Prosody XMPP server advisory 2022-01-13 (Remote Denial of Service)

Prosody XMPP server advisory 2022-01-13 (Remote Denial of Service)

Project
Prosody XMPP server
URL
https://prosody.im/
Date
2022-01-13

References

This advisory details a new security vulnerability discovered in the Prosody.im XMPP server software. A fix for this issue is available in Prosody 0.11.12, we advise everyone affected to upgrade.

Unauthenticated Remote Denial of Service Attack in the WebSocket interface

CVE
CVE-2022-0217
CVSS
7.3 (CVSS:3.1/AV:N/AC:L/PR:N/UI:N/S:U/C:N/I:N/A:H/E:F/RL:X/RC:C/CR:X/IR:X/AR:X/MAV:N/MAC:L/MPR:N/MUI:N/MS:U/MC:N/MI:N/MA:H)
CWEs
CWE-776, CWE-20, possibly CWE-611
Affected versions
All versions with support for WebSockets
Fixed versions
0.11.12

Description

It was discovered that an internal Prosody library to load XML based on libexpat does not properly restrict the XML features allowed in parsed XML data. Given suitable attacker input, this results in expansion of recursive entity references from DTDs (CWE-776). In addition, depending on the libexpat version used, it may also allow injections using XML External Entity References (CWE-611). The Prosody team did not evaluate if and which versions are affected by external entity reference expansion.

The internal prosody API was meant for local access of trusted XML data, but has since started to be used for network-facing applications. An audit of usages of this API in prosody code revealed that it is used by the WebSockets module, which allows to use XMPP over WebSockets.

As the WebSockets module needs to parse XML in order to start a session before authentication, the lack of restriction of available XML features can be used in a Billion Laughs Attack in order to cause excessive resource consumption and denial of service. Because Prosody does not yield control to other connections while processing a fully received WebSocket frame, this also results in Denial of Service.

This internal API is not used to handle XML on normal XMPP connections or the BOSH interface, which are hence not affected by this vulnerability.

Affected configurations

All Prosody servers with WebSockets enabled and the WebSockets endpoint exposed directly to any untrusted party are affected.

Mitigating factors

WebSockets are not enabled by default.

Workaround

The recommended mitigation is to upgrade to Prosody 0.11.12, released on 2022-01-13. Follow the manual patching instructions only if you cannot immediately upgrade.

This advisory has a patch attached, it can be applied to any Prosody installation from the 0.11 series. The patch is already applied in 0.11.12. If the patch is applied manually and your Prosody installation is managed by a package manager (such as apt or dnf), a future update will revert the change.

To do so, open a normal shell on the server and locate the file xml.lua. It should exist in a directory structure util/xml.lua.

On Debian, it is found in

/usr/lib/prosody/util/xml.lua

on 0.11.x or

/usr/share/lua/5.1/prosody/util/xml.lua

on trunk

Navigate to the directory containing the xml.lua file and apply the attached patch using patch -p2 < 1.patch.

Now restart Prosody. There is no known-to-be-safe way to reload the util/xml.lua file without a complete Prosody restart.

After the restart, this vulnerability is fixed.

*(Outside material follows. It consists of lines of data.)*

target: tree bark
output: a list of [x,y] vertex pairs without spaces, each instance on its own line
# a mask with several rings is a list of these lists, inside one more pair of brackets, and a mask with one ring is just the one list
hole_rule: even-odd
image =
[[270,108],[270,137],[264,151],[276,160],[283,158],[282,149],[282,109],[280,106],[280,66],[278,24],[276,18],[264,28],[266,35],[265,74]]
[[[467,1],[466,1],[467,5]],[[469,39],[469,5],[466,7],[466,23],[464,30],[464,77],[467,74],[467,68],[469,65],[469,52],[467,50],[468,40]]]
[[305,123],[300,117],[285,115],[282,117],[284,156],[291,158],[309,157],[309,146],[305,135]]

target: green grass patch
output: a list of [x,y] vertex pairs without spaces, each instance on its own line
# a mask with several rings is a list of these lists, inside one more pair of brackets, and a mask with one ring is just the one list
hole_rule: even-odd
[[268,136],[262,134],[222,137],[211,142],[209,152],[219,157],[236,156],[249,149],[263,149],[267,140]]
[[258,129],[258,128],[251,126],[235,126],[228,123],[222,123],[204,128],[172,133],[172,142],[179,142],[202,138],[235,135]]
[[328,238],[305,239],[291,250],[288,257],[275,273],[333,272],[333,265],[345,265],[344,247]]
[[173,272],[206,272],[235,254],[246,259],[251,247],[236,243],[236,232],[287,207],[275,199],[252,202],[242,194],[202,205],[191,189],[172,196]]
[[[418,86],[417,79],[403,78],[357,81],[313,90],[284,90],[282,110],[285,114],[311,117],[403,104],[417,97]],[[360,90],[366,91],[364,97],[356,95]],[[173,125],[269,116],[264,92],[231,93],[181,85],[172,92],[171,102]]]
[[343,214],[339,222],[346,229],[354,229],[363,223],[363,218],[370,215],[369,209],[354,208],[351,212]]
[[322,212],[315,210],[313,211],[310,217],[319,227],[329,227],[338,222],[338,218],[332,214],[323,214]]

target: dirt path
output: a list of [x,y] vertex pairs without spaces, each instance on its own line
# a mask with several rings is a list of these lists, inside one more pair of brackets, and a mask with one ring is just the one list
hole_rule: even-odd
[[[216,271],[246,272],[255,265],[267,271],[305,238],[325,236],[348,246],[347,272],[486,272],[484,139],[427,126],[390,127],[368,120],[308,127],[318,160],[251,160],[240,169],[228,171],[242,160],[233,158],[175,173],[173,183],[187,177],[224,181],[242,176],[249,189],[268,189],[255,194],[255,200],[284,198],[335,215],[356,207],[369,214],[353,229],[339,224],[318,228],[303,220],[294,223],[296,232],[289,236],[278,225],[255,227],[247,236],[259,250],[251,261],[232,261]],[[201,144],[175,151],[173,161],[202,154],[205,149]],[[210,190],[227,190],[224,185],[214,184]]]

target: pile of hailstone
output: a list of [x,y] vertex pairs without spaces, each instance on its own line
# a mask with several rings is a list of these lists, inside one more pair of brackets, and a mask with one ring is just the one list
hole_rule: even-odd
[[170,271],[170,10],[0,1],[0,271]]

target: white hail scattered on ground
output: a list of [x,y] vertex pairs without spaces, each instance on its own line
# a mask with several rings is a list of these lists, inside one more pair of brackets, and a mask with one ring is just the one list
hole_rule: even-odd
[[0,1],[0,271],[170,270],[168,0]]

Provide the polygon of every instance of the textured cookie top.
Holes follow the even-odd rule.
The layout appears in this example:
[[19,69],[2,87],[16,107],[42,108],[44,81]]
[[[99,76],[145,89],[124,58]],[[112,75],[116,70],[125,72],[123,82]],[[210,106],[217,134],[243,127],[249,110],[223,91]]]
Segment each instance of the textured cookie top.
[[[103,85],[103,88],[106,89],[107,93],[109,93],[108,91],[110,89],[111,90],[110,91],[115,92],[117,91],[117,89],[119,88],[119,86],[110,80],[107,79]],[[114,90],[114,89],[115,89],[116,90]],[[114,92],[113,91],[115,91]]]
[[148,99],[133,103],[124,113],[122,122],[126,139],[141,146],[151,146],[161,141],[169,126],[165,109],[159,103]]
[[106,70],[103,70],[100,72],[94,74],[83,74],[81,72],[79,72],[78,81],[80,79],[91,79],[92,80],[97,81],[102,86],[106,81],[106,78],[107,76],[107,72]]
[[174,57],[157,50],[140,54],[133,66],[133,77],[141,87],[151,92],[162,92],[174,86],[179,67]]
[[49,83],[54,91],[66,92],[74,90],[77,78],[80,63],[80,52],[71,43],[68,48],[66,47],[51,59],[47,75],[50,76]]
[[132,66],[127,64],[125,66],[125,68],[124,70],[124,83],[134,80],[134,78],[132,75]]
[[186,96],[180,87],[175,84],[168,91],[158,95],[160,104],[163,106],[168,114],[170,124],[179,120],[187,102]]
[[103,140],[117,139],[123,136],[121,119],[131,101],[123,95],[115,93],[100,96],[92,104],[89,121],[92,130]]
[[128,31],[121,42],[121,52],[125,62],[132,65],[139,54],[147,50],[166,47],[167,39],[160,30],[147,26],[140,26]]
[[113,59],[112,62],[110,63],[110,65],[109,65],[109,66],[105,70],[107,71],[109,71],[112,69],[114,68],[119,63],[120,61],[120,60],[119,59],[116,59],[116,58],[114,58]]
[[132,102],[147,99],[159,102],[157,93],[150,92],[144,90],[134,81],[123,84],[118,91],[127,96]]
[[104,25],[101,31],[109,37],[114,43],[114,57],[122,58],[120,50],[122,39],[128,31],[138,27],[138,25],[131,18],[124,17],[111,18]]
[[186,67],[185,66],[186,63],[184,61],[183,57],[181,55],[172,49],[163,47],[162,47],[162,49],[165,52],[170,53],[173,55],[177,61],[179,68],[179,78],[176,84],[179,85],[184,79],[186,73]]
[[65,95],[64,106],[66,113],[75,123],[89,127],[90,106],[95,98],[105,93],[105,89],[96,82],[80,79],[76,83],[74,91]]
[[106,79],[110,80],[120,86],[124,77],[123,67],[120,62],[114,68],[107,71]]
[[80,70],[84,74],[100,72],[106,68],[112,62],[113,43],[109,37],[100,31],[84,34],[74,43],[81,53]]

If neither patching nor upgrading is an option, it is possible to unload the websocket module on Prosody trunk using:

prosodyctl shell module unload websocket

On 0.11.x and earlier, you need to

However, note well that third-party modules may also use the vulnerable internal APIs to parse XML. Unloading websocket does not protect those other modules; only the patch or the upgrade can do that.

Fix

This issue is fixed in Prosody 0.11.12 by restricting the available XML features in the internal XML API.

Attribution

The issue was discovered during internal code review by Matthew Wild during the development of another feature. The patch was developed by Jonas Schäfer. A proof-of-concept exploit was developed by Jonas Schäfer and Kim Alvefur and will be published soon to allow administrators to check their instances.

Timeline

2022-01-10: Discovery of the issue, development of an exploit as well as an initial patch. Sharing of this information with Jitsi and Snikket developers. Heads-up sent to the Snikket group chat.

2022-01-11: Refinement of the patch, release preparation. Heads-up sent to the Prosody group chat. Patch shared confidentially with Jitsi.

2022-01-12: Continued release preparation, notification of distros@.

2022-01-13: Coordinated Snikket and Prosody release with a fix, publication of the advisory.